Abel might perform well as a “rational CEO”—continuing operations, modest buybacks, small acquisitions at the margins—but Berkshire as a disciplined capitalist narrative has already died the moment Buffett stopped writing letters. Its shell remains, but its soul has left.

SoftBank’s death could be more violent. Its triggers are three, any one of which could trigger a chain reaction:

The first trigger is OpenAI. If its IPO is delayed to 2027 or 2028, or if the $35 billion commitment linked to Amazon’s IPO cannot be fulfilled, or if OpenAI’s revenue growth stalls for a quarter—even just one quarter—the valuation of its 13% stake on SoftBank’s balance sheet will be re-evaluated downward.

The second trigger is Arm. Arm is currently SoftBank’s only truly liquid and highly valued asset—market cap around $200 billion, with SoftBank holding 87%.

Arm’s licensing revenue grew 26% YoY in Q3 2026, with data center-related licensing doubling—one of the pillars supporting SoftBank’s valuation story.

But Arm is also the most susceptible to revaluation now—if its forward P/E ratio drops from the current 70 to a “normal” semiconductor valuation, the coverage ratio of SoftBank’s $20 billion mortgage on Arm will collapse.

The third trigger is refinancing itself. The $40 billion bridge loan matures in March 2027. Before then, SoftBank must do at least one of: IPO of OpenAI, IPO of Roze AI, sell more assets, or roll over the debt with another similar-sized loan.

But each option is more expensive than the last—SoftBank’s retail bond coupons have risen from 3.98% in 2025 to 4.97% in 2026.

Each trigger, individually, has a low probability—OpenAI is likely to IPO, Arm probably won’t collapse immediately, and the credit market probably won’t shut its door overnight. But they are highly correlated, not independent.
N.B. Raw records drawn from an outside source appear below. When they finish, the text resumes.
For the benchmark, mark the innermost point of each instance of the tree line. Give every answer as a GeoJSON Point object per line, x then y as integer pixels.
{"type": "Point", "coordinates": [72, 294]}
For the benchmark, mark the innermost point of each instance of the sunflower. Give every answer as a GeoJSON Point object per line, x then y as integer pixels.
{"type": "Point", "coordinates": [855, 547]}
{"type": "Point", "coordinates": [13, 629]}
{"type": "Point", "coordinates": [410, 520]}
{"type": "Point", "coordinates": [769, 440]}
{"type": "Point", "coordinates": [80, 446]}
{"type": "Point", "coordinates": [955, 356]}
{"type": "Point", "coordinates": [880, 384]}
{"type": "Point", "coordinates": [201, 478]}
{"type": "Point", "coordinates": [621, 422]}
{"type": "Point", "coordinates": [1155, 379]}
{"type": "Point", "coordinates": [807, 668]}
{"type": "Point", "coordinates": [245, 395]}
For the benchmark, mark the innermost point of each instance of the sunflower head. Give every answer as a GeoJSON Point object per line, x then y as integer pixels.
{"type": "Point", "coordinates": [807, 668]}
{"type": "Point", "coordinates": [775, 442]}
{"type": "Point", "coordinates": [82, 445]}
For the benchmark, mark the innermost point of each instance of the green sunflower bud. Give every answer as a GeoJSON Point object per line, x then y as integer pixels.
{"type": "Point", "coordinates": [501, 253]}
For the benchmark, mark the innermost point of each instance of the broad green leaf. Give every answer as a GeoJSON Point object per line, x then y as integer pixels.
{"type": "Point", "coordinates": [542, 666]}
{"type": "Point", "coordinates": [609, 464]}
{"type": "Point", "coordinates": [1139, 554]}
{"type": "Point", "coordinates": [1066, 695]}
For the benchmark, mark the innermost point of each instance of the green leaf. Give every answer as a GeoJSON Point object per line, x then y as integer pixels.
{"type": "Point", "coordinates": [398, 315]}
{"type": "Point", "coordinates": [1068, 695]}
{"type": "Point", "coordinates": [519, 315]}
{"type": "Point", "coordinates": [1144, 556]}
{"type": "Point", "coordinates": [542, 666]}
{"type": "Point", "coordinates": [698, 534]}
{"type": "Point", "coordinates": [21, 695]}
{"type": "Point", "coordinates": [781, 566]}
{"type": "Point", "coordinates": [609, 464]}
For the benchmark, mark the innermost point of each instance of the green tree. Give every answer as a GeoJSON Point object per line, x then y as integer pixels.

If the bubble doesn’t burst, Sun Jiyu will ultimately be deified: Roze AI will IPO at a $100 billion valuation, OpenAI will successfully go public, and he will realize his narrative of superintelligent AI (ASI) at age 70.

Meanwhile, Berkshire will be gently, steadily, irreversibly marginalized under Abel’s cautious management—until one day, a successor will have to do what Buffett has always refused to do: return the money to shareholders.